Seorang diplomat senior yang berpengetahuan luas di Teheran mengatakan kepada Anadolu bahwa kunjungan Presiden Ebrahim Raisi ke Beijing pada Februari, yang pertama oleh seorang presiden Iran dalam dua dekade, membuka jalan bagi terobosan tersebut.
“Landasan sudah diletakkan, kesepakatan telah dicapai, kedua belah pihak menunjukkan kemauan politik yang diperlukan untuk memperbaiki hubungan, tetapi terobosan terakhir tidak berhasil,” katanya.
Tawaran mediasi, tegasnya, datang dari Beijing yang “siap diterima” oleh Teheran.
Pejabat tinggi keamanan Iran, Ali Shamkhani, juga mengatakan kepada wartawan setelah menandatangani pernyataan bersama dengan timpalannya dari Saudi Musaid Al-Aiban dan diplomat prime China Wang Yi di Beijing bahwa kunjungan Raisi dan pertemuannya dengan mitranya dari China “memberikan dasar” untuk perjanjian tersebut. .
Dia juga mengakui “peran berharga” yang dimainkan Baghdad dalam “membuka jalan bagi kesepakatan” dalam panggilan telepon dengan Perdana Menteri Irak Mohammad Shia al-Sudani sebelum pernyataan bersama.
Iran dan Arab Saudi berselisih setelah misi diplomatik Saudi di Teheran dan Mashhad diserang oleh massa yang marah pada Januari 2016 setelah eksekusi ulama Syiah Saudi Sheikh Nimr al-Nimr.
Sejak April 2021, mereka terlibat dalam pembicaraan maraton di Baghdad yang ditujukan untuk memulihkan hubungan diplomatik, tetapi masalah seperti perang Yaman yang berlarut-larut mencegah terobosan tersebut.
Dialog yang ditujukan untuk pemulihan hubungan antara dua musuh bebuyutan Teluk Persia dimulai pada 9 April 2021, dengan perang di Yaman di mana mereka mendukung pihak yang berlawanan menjadi fokus utama pada awalnya.
Namun, baru pada Mei 2021 kedua belah pihak mengonfirmasi bahwa mereka mengadakan pembicaraan langsung. Dalam sebuah pernyataan pada 10 Mei 2021, Teheran mengatakan “menyambut baik penyelesaian masalah” dengan Riyadh.
Pembicaraan perbaikan pagar, bagaimanapun, dibumbui dengan jeda yang dramatis. Pada Maret 2022, tepat sebelum pembicaraan putaran kelima, Iran menarik diri tanpa memberikan alasan. Itu terjadi sehari setelah eksekusi massal di Arab Saudi yang dilaporkan melibatkan puluhan warga Syiah.
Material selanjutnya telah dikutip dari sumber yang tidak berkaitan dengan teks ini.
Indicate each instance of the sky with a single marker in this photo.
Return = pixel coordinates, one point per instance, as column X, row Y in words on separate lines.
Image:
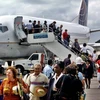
column 64, row 10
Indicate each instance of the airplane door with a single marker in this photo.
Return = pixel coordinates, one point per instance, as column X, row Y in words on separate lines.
column 18, row 28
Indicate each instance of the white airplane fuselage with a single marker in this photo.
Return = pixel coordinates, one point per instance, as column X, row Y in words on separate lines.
column 9, row 43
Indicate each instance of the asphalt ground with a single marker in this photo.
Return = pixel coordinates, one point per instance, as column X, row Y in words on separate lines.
column 91, row 94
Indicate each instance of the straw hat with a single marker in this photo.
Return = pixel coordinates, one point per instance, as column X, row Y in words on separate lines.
column 39, row 91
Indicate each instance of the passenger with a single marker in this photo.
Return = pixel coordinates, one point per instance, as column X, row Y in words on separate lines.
column 48, row 70
column 80, row 63
column 95, row 56
column 38, row 27
column 98, row 69
column 58, row 69
column 88, row 73
column 36, row 79
column 84, row 48
column 60, row 33
column 57, row 31
column 7, row 88
column 52, row 27
column 29, row 27
column 76, row 47
column 26, row 77
column 43, row 30
column 45, row 26
column 69, row 85
column 34, row 26
column 67, row 61
column 65, row 38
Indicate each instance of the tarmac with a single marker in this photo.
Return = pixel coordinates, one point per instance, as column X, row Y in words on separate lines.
column 91, row 94
column 94, row 92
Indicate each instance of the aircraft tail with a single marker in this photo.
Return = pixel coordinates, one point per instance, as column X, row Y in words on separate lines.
column 83, row 14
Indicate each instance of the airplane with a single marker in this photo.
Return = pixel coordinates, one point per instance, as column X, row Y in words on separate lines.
column 9, row 42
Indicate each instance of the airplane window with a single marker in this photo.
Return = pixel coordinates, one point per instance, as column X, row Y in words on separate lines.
column 3, row 28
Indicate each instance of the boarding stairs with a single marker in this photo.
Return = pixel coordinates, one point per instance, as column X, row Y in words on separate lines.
column 49, row 41
column 46, row 39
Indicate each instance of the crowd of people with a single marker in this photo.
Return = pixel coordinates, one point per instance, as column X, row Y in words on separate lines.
column 36, row 27
column 61, row 80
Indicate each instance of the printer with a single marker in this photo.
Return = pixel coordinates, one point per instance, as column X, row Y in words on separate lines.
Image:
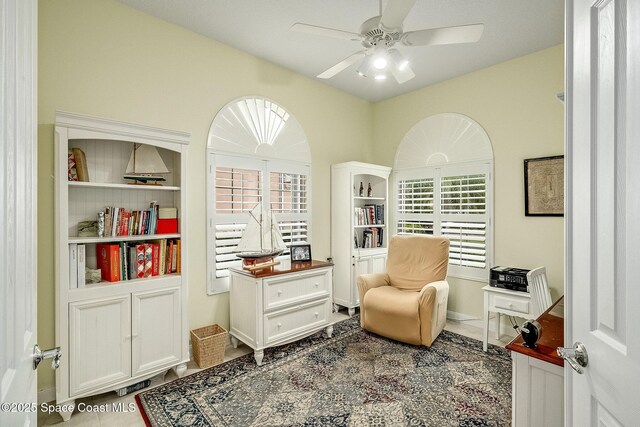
column 511, row 278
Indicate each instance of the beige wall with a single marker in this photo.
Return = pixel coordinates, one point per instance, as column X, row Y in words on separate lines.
column 104, row 59
column 515, row 102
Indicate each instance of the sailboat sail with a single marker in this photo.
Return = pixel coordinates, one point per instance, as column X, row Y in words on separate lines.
column 262, row 235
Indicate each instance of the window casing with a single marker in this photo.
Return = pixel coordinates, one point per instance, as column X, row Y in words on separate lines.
column 452, row 201
column 236, row 185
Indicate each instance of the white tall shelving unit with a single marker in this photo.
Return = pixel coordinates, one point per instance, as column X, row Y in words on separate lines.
column 114, row 334
column 346, row 228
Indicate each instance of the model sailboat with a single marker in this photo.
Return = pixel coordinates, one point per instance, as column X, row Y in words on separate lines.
column 145, row 165
column 261, row 240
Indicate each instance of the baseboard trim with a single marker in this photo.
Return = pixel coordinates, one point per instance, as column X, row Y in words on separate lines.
column 46, row 395
column 479, row 323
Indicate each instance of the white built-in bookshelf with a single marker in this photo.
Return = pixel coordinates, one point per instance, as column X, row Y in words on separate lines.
column 114, row 334
column 359, row 232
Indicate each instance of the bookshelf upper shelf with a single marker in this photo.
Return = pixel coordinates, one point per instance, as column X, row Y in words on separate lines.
column 80, row 184
column 138, row 237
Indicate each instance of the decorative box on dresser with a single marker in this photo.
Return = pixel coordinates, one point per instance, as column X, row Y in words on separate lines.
column 358, row 236
column 279, row 304
column 538, row 374
column 113, row 334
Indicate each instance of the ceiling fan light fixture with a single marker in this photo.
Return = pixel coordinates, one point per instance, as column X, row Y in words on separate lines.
column 380, row 63
column 380, row 58
column 399, row 61
column 364, row 68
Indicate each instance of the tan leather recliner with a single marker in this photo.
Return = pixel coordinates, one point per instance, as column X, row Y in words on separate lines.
column 409, row 302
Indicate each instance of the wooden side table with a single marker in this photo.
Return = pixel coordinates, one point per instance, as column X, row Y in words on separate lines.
column 538, row 374
column 503, row 301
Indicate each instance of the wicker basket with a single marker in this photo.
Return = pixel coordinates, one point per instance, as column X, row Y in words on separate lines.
column 208, row 345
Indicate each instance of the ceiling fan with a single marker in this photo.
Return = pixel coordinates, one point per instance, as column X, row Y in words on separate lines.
column 380, row 34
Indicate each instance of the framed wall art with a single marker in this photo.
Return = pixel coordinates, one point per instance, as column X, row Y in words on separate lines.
column 544, row 186
column 300, row 253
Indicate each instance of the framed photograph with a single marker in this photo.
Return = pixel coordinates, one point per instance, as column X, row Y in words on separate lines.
column 544, row 186
column 300, row 253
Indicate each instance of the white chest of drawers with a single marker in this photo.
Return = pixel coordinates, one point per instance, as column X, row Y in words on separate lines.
column 280, row 304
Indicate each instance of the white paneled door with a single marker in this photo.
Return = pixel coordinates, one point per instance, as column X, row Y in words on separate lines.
column 18, row 211
column 603, row 211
Sebulan kemudian, putaran pembicaraan kelima dan terakhir diadakan di Bagdad, setelah krisis politik di negara tuan rumah menyebabkan kebuntuan dan protes selanjutnya di Iran memperumit upaya lebih lanjut.
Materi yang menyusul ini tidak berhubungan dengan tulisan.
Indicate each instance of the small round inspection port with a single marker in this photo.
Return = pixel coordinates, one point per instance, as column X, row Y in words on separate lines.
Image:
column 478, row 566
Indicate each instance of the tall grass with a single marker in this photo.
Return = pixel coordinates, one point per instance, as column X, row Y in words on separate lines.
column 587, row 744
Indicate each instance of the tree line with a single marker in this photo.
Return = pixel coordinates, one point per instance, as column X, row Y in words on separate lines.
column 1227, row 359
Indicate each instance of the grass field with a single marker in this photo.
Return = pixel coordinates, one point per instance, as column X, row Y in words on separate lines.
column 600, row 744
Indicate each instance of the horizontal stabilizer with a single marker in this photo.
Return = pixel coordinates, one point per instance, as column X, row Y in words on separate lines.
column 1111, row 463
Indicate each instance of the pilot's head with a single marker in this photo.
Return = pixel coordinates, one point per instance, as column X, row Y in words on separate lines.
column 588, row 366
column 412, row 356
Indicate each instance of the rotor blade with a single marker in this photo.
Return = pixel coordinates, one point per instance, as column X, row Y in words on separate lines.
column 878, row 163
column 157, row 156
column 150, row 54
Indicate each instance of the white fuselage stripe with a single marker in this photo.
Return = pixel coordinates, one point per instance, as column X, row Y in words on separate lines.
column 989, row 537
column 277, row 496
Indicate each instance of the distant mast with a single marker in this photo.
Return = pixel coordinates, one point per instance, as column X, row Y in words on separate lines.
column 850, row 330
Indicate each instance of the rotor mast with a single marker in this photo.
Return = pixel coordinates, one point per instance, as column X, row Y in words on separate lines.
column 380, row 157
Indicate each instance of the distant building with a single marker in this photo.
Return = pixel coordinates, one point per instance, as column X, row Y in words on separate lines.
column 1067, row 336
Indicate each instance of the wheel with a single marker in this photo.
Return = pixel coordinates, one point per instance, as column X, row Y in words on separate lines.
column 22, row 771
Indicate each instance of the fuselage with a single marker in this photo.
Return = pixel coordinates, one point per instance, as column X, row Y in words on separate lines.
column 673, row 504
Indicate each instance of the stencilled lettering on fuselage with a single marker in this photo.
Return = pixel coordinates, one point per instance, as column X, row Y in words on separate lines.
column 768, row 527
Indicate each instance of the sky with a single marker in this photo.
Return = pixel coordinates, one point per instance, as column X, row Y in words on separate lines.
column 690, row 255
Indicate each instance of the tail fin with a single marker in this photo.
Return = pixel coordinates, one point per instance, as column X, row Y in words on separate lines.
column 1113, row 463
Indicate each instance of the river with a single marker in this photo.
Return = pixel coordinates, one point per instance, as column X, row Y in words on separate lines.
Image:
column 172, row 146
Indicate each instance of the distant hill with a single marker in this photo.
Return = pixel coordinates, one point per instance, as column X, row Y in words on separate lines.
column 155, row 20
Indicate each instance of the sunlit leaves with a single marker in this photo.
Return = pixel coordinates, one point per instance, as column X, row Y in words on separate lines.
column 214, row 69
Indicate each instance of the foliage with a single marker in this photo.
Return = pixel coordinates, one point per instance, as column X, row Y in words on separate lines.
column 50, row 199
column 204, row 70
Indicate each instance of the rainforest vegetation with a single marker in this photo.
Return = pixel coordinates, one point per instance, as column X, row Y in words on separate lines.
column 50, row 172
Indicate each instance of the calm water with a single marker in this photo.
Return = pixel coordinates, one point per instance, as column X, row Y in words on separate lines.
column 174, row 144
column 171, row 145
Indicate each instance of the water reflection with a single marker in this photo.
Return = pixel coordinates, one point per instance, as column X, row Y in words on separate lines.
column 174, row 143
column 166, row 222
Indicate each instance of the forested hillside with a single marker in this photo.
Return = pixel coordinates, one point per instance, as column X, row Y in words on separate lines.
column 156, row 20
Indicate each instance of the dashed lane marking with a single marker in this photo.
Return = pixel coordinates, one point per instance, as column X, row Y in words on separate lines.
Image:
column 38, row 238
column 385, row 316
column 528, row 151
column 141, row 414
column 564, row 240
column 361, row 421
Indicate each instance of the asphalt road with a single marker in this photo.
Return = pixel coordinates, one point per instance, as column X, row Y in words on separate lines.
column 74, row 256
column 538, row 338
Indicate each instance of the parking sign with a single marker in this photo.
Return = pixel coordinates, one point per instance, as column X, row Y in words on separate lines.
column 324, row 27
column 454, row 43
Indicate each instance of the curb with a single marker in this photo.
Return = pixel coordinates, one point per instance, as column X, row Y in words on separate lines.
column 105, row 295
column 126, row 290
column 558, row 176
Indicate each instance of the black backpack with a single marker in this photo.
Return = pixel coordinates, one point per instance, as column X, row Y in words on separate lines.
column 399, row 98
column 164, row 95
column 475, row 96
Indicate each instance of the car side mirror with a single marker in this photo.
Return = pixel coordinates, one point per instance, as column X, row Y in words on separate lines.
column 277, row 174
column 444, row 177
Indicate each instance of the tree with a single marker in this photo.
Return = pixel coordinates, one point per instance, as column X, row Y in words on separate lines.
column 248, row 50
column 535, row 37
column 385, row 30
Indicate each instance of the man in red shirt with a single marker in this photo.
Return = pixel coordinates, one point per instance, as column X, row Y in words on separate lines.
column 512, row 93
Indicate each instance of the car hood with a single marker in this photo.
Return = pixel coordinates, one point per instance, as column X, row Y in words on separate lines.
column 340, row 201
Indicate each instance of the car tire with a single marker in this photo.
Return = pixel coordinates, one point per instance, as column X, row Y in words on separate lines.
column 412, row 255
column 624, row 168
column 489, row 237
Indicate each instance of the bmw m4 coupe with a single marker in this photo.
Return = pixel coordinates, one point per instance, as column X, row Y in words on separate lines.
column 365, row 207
Sementara Bagdad menjadi tuan rumah setidaknya lima putaran pembicaraan pelonggaran ketegangan antara kedua belah pihak dalam dua tahun, Oman juga diyakini telah memainkan peran sebagai fasilitator tanpa mengumumkannya secara terbuka.
Menteri Luar Negeri Iran Hossein Amir-Abdollahian menelepon rekan-rekannya di Irak dan Oman pada hari Jumat untuk berterima kasih kepada mereka, kata kantornya. Dia juga berbicara dengan timpalannya dari Qatar, yang terlibat dalam upaya menghidupkan kembali pembicaraan yang ditujukan untuk menghidupkan kembali kesepakatan nuklir 2015.
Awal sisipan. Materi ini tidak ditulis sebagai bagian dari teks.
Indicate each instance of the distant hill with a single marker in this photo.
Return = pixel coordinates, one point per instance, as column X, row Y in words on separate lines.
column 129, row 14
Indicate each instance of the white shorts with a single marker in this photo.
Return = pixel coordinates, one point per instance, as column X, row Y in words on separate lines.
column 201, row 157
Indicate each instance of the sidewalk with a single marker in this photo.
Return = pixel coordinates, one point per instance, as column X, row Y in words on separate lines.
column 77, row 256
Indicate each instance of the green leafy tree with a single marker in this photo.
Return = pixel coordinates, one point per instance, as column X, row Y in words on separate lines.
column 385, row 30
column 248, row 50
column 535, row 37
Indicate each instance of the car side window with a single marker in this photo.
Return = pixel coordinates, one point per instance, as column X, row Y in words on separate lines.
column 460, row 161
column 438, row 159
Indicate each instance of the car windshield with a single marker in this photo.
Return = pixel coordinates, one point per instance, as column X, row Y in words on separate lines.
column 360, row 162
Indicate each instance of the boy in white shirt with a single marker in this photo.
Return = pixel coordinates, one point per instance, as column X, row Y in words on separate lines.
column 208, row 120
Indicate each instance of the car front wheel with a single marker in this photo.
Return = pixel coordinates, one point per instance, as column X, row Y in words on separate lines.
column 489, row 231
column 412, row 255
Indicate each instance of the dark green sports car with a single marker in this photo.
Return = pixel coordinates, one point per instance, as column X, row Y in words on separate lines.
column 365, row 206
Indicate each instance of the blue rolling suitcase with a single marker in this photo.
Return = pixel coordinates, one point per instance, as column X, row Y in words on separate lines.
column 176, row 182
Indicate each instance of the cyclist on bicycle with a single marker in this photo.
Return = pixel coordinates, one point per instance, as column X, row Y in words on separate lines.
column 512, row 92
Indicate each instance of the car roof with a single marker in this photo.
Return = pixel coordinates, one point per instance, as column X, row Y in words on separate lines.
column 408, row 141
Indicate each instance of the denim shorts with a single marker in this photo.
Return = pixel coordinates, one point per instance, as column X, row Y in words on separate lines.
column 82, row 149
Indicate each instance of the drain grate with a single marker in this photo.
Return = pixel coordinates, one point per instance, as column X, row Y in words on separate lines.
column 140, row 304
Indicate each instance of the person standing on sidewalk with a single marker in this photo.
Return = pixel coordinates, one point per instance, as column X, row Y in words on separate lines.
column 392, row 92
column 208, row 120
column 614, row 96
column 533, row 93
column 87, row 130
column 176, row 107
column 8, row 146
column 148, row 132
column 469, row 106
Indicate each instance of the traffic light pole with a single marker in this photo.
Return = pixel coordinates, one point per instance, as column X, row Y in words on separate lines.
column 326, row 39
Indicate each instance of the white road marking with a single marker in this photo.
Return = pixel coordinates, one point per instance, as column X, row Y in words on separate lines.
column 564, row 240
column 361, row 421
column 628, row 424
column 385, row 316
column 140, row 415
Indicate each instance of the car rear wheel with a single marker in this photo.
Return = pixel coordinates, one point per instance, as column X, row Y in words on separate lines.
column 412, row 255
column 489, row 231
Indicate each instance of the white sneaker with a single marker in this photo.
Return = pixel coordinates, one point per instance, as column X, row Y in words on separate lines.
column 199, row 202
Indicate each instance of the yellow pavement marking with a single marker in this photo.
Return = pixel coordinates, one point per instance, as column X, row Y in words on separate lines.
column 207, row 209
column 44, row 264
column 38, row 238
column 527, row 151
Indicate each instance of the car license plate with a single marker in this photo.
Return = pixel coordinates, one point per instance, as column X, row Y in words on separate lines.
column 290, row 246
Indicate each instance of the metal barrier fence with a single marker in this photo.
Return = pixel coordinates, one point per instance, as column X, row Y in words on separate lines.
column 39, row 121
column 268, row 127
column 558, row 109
“Baghdad dan Muscat memainkan peran penting dalam mempersempit kesenjangan antara kedua tetangga sampai pada titik di mana mereka setuju untuk meningkatkan pembicaraan dari tingkat keamanan ke tingkat politik,” kata Humayoun Afshari, seorang komentator urusan strategis yang berbasis di Teheran.
“Tapi China yang membantu mereka melewati garis finis,” tambahnya.
Afshari mengaitkan terobosan tersebut dengan meningkatnya hubungan politik dan perdagangan Iran-Tiongkok di tengah ketegangan dengan AS, dan “pengaruh luar biasa” Beijing di Teheran dan Riyadh.
“Itu ditunjukkan dengan cara Presiden Xi meredakan krisis yang berasal dari pernyataan bersama GCC-China pada Desember tahun lalu, yang melanggar garis merah Iran,” katanya kepada Anadolu.